Catalan pro-independence leaders Jordi Sànchez, Jordi Turull and Josep Rull, all serving long prison sentences for sedition, have filed an appeal with Spain's Constitutional Court (CC), requesting the suspension of the sentences that keep them incarcerated in Lledoners jail as well as their "immediate release", using the arguments made by the Brussels Court of Appeal in its decision last week to refuse Spain's demand for the extradition of their exiled Catalan colleague, Lluís Puig.
The petition presented to the CC by lawyer Jordi Pina recalls that the Belgian court concluded that “there are good reasons to believe that, if the execution of the European Arrest Warrant is accepted, the fundamental rights [of Puig] would be harmed” since there is no “explicit legal basis” for the Supreme Court to be the court that should try him.
The three pro-independence leaders argue that the Belgian judiciary accepted that the Supreme Court violated the fundamental right to be tried by the judge predetermined by law, and also acknowledged the findings of the UN Working Group on Arbitrary Detention, which called for the prisoners' release.
The submission to the Spanish court also recalls that the ruling of the Belgian appeals chamber accepts the “high risk of violation of the right to the presumption of innocence”, which the UN Working Group on Arbitrary Detention had noted, and echoes the frequent comments presuming the guilt of the defendents, made by members of the Spanish judiciary, political officials and members of the Spanish government.
Rectify the breaches
Given this conclusion, it calls on the CC to "rectify the serious breaches of fundamental rights" suffered by the three imprisoned pro-independence leaders, including numerous leaks to the media and publication of unauthorised material during the 2019 trial against them in the Supreme Court.
The document considers that the immediate consequence of the violations of rights it sets out must be a declaration of nullity of the verdicts given on October 14th 2019 against the leaders of the independence process, and thus it claims that, until a decision is made in this regard, it should agree to the “immediate release” of the three leaders, via a suspension of the effects of the sentence. At this point the submission notes that the three jailed pro-independence leaders have already served part of the sentence and that the court has taken two years to respond to previous appeals, which makes them useless.
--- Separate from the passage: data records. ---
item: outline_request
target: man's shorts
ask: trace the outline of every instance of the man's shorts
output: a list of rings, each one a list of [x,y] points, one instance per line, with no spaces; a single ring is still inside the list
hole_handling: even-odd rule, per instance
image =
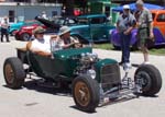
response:
[[[154,45],[154,40],[150,39],[148,37],[148,28],[139,28],[138,31],[138,39],[139,39],[139,46],[140,47],[151,47]]]

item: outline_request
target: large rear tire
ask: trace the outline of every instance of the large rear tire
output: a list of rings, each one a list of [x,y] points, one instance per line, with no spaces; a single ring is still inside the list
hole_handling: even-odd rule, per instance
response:
[[[7,86],[10,89],[20,89],[25,79],[22,61],[15,57],[6,59],[3,65],[3,74]]]
[[[153,96],[162,87],[162,77],[157,68],[152,65],[142,65],[134,75],[135,83],[142,86],[142,94]]]
[[[77,77],[73,82],[73,96],[78,109],[94,113],[100,100],[99,84],[88,75]]]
In addition, the three prisoners emphasize that this suspension measure would not imply any serious disturbance of any constitutionally protected interest now would it affect the fundamental rights or freedoms of anyone else. Jordi Sànchez was sentenced by the Supreme Court to 9 years in prison and disqualification for a crime of sedition, while Turull was sentenced to 12 years and Rull to 10 years and six months, in all cases for the roles played in the organization of the 2017 Catalan referendum and independence process.